My love of books spills over to my love of book design. Book covers are like posters and logos, they describe a book more quickly than the even synopsis. The right book cover will speak to the right reader, capturing his or her attention from across the room.
The best logos communicate something immediately—and ongoing. My approach to logo design is to say the most with the least. To make every last detail matter.
Boutique winemaker, Lamotte Cellars, wanted a simple mark for their new wine that reflected family heritage. The only existing image of the Lamotte family crest was a 200-year-old tapestry hanging in France. Redrawing the crest with a contemporary line and pairing it with modern typography created a fresh mark with timeless heritage.
Writer/Director Jason Headley’s prior identity used political design to satirize campaigning for freelance work. He wanted to keep the joke, but add a greater element of class. We rethought the look in a modern way that incorporated a vintage sense of humor. In addition to the digital work, campaign buttons were created in lieu of business cards. These very tactile buttons made from resin were a big hit.
Colburn started in the 1950s as a community music school. But after adding a conservatory, academy, and dance school, they wanted to reintroduce themselves as a leader in Performing Arts Education on a national and international level—with the mission of providing the highest level of training for gifted artists.

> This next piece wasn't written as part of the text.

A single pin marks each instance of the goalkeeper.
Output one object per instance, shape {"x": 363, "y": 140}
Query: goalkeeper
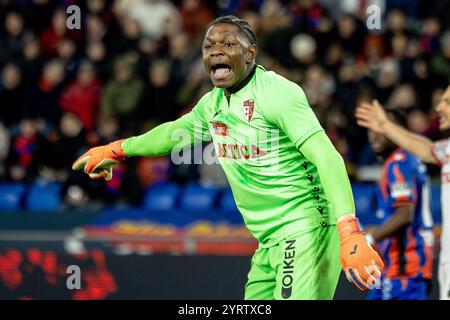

Structure and creativity are the core of music and dance. So we sought a visual representation of these two things in one logo. The structure of staff lines giving way to the flow of sound waves. The rigor of discipline becoming the inspiration of dance.
Designed at Addis
TCHO chocolate had grown as a company, but their web site had not grown with them. The user experience was unruly and didn’t communicate the same level of polish as the brand. We rethought and restructured the site information and reshot all the product photography. In addition, we reflected the company’s vision of teaching developing countries how to grow and make chocolate through TCHOsource.
For the products themselves, new product packaging was designed to keep with the existing brand, originally designed at Edenspiekerman. Interior and exterior store signage was rethought as more product lines were developed.
This was a team effort, thanks to: Ed Ng, Richard Richards, Suzanne Baxter
Moyo Jasiri is a non-profit organization seeking to empower women to live to their highest potential. We created the logo as a visual depiction of the Swahili meaning of Moyo Jasiri: “strong heart.” And screen printing accentuated the grass roots nature of the organization.
San Francisco architect Christian Dauer recognized that his online portfolio was being increasingly viewed on smaller devices. So he wanted a site that featured his work in a bigger, bolder way. Image became hero, showcasing the architecture with simple navigation and expandable information on each page, in a way that invited the user to walk through the rooms of his work.